In particular, the muon emits and reabsorbs virtual W bosons of electric charge equal to its own. By doing that, it momentarily turns into a muon neutrino: electric charge and weak hypercharge get subtracted from it, to be given back as soon as the virtual W comes back from the free trip.

Maybe I should explain what I mean by "virtual" at this junction. A virtual particle is not a ghost, or a mathematical trick! A virtual particle, in truth, is as real as a real one; the only difference is that its presence may be ignored when one describes a particle reaction in the simplest approximation.

Now consider that W boson: however virtual, it is also authorized to temporarily split into fermion-antifermion pairs before it is claimed back by the emitting muonic line. It may thus turn into an electron- electron neutrino pair, for instance; but also other fermion pairs are possible. Then, before you know it, the pair fuses back into the W, and the W fuses back with the muon neutrino to yield the original muon.
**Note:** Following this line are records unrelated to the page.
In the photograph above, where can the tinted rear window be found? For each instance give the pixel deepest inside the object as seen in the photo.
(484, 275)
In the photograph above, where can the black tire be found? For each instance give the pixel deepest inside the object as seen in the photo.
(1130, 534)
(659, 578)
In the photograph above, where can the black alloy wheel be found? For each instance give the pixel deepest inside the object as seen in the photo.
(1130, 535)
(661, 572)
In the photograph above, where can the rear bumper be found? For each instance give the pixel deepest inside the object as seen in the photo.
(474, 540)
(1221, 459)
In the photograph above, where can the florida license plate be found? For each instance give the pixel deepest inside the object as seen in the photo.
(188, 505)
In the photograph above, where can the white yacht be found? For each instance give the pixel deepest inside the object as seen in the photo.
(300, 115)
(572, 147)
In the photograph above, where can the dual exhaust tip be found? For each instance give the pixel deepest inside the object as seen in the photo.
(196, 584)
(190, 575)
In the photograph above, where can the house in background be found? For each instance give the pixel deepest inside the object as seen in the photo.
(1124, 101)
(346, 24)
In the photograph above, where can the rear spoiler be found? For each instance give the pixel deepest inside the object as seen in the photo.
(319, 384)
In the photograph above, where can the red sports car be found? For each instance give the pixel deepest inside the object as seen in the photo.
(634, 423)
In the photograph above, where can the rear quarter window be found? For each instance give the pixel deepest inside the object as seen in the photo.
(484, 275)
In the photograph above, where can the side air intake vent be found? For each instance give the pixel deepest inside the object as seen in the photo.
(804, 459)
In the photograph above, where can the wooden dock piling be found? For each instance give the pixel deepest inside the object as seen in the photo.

This is shown graphically on the right.

But with electron-neutrino pairs one different thing may happen: the duo may decide to leave the scene of the virtual fluctuation for good, never fusing back into the W. They do so without violating indefinitely the energy-momentum conservation law, because the total mass of the muon neutrino, the electron, and the electron neutrino is smaller than the original muon mass. So the muon gets fooled: the quantum numbers it lent to the W boson are lost forever. It is effectively turned into a muon neutrino for good.

Muons, as any other subatomic body, constantly emit and reabsorb virtual particles of all the kinds they couple to. The probability that a virtual W plays the disappearance trick to the muon which popped it out of the vacuum is constant every time it gets created: this creates an exponential decay law, no less than the one which applies to the stack of tokens that a unwitty player continues to bet on "red" at the roulette as he wins.
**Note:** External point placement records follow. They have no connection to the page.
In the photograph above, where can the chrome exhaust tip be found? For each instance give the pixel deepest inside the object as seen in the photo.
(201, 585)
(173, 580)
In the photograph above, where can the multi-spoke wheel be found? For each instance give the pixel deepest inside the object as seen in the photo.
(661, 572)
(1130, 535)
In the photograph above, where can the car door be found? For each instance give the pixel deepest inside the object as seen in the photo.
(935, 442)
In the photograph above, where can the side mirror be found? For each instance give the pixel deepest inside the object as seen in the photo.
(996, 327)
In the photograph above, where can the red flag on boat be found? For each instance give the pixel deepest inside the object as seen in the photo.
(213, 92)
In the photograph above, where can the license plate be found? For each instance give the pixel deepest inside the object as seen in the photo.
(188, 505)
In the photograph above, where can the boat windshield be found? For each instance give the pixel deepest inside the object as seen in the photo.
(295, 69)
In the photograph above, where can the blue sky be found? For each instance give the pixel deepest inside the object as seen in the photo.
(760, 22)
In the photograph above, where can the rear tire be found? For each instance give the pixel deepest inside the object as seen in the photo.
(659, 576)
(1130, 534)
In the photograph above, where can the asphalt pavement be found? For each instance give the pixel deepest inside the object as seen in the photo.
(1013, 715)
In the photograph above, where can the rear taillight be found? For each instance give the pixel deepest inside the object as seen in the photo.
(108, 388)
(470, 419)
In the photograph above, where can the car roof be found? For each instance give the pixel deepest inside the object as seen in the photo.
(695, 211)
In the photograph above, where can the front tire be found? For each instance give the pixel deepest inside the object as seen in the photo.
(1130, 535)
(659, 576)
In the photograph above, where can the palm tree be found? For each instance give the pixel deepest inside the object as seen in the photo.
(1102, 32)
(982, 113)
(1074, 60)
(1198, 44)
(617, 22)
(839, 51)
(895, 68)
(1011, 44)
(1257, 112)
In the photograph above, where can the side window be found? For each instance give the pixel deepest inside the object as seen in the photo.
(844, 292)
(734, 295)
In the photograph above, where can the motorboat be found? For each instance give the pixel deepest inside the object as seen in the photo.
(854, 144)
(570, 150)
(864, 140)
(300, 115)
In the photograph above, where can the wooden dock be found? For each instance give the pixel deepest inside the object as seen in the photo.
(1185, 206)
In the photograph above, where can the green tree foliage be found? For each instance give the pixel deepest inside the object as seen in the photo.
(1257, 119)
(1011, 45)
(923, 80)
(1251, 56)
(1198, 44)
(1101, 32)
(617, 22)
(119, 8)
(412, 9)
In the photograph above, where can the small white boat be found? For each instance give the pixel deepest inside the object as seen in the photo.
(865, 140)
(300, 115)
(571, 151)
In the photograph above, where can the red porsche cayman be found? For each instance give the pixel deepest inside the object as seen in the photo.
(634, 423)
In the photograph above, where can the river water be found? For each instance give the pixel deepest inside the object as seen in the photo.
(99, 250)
What governs the speed of the disappearance, i.e. the muon lifetime, is a direct consequence of the likelihood of the transition discussed above, which in turn depends on the available energy of the reaction (muon mass minus mass of the final state bodies), as well as the strength of the coupling: the latter is a direct measure of the likelihood of virtual W emission.

Taking Stock

All in all, there is nothing particularly surprising in the description I have provided above: particle reactions readily occur if they do not violate any quantum-mechanical rule. Muons may only decay to electrons -the only particles lighter than muons which carry the same electric charge- and they do so by means of the exchange of a W boson, the carrier of the electroweak charged-current interaction.

Once you understand how muons decay, it becomes absolutely trivial for you to figure out that a b-quark may decay to a charm quark, an electron, and a neutrino: the diagram and the qualitative explanation are the same. But the large mass of the b-quark (4 GeV, 1.2 of which get converted into the mass of the charm quark) also allows different leptons to be produced: a muon-neutrino pair, for instance. A tau-neutrino pair is also possible, but its rate is sizably smaller, since the tau lepton weighs 1.77 GeV, which means it takes away a rather large share of the available energy.

In conclusion, the decay of elementary particles may be understood without the complicated calculations of quantum field theory. A qualitative picture may explain most of the observable features of the process. However, it is quantitative calculations what actually tell us, once compared with experimental measurements, that our qualitative picture is correct!